Aggressività e bullismo
Una normale tensione relazionale può a volte trasformarsi in atti di prevaricazione
Gli atteggiamenti aggressivi, l’aspetto impetuoso del fare, dell’agire verso ciò che crea barriere e ostacoli, si concretizzano in forza adattiva ed espansiva. Tale energia è funzionale alla persona, perchè permette, da piccoli, di occupare uno spazio fisico, in seguito per conquistare uno spazio affettivo e relazionale. Inoltre fornisce al bambino un valido strumento di difesa contro le imposizioni esterne.
L’aggressività distruttiva insorge invece quando il soggetto ha un’immagine labile di sé e percepisce ciò che proviene dall’esterno come una minaccia o un pericolo alla propria identità.
L’aggressività aumenta in maniera inversamente proporzionale alla quantità di spazi disponibile. Oggi gli ambienti a completa disposizione dei bambini scarseggiano, in special modo quelli liberti dalle ingerenze degli adulti, che sorvegliano l’operato dei bambini impedendogli di sperimentare e di imparare in maniera autonoma. Le proibizioni, seppure mascherate da consigli e premure, così come gli avvertimenti eccessivamente protettivi, pregiudicano la possibilità di fare esperienza, indispensabile per il soggetto in crescita.
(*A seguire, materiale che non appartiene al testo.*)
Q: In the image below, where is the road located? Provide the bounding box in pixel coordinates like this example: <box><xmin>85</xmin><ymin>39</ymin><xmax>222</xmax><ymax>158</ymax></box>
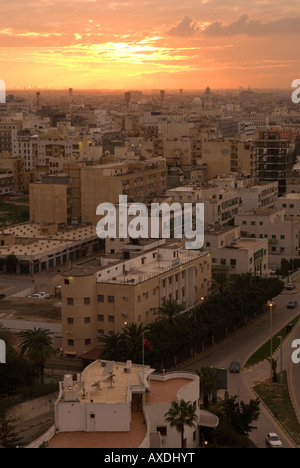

Se la funzione adattiva ed espansiva vengono costrette, limitando le opportunità di esperienza, non è possibile strutturare una autoimmagine sufficiente, né una sufficiente identificazione dell’altro, originando una aggressività distruttiva nella quale comportamenti minacciosi e violenti sostituiscono quelli positivamente espansivi.
Un’espressione possibile dell’aggressività consiste nel bullismo, fenomeno ritenuto normale in soggetti al massimo di 7 anni, che comporta l’incapacità di riconoscere i segnali emotivi degli altri. I messaggi di rabbia o dolore dell’altro restano incompresi: ogni azione nei suoi confronti sarà quindi giudicata possibile, dal momento che non si riesce a immaginare la possibilità di causare dolore, non è chiara la definizione dei limiti e non si provano sentimenti di pietà. I bambini, soprattutto maschi, spesso modulano e gestiscono l’aggressività con gare e simulazioni di lotta, in una dinamica rituale prevalentemente motoria. Le femmine traggono invece maggiore piacere nel mediare l’aggressività tramite la dinamica del potere, soprattutto perché ancora oggi il retaggio culturale ne inibisce le dinamiche motorie.
Per entrambi il dominio sull’altra persona genera gratificazione, provocata però da paura e diffidenza piuttosto che da rispetto e fiducia. Il bullo vive così situazioni apparentemente edificanti, che inevitabilmente nel tempo lo portano a circondarsi da persone che non agiscono per amicizia o affetto ma per un mero rendiconto personale, creando le basi per una solitudine interiore sempre più difficile da dissolvere.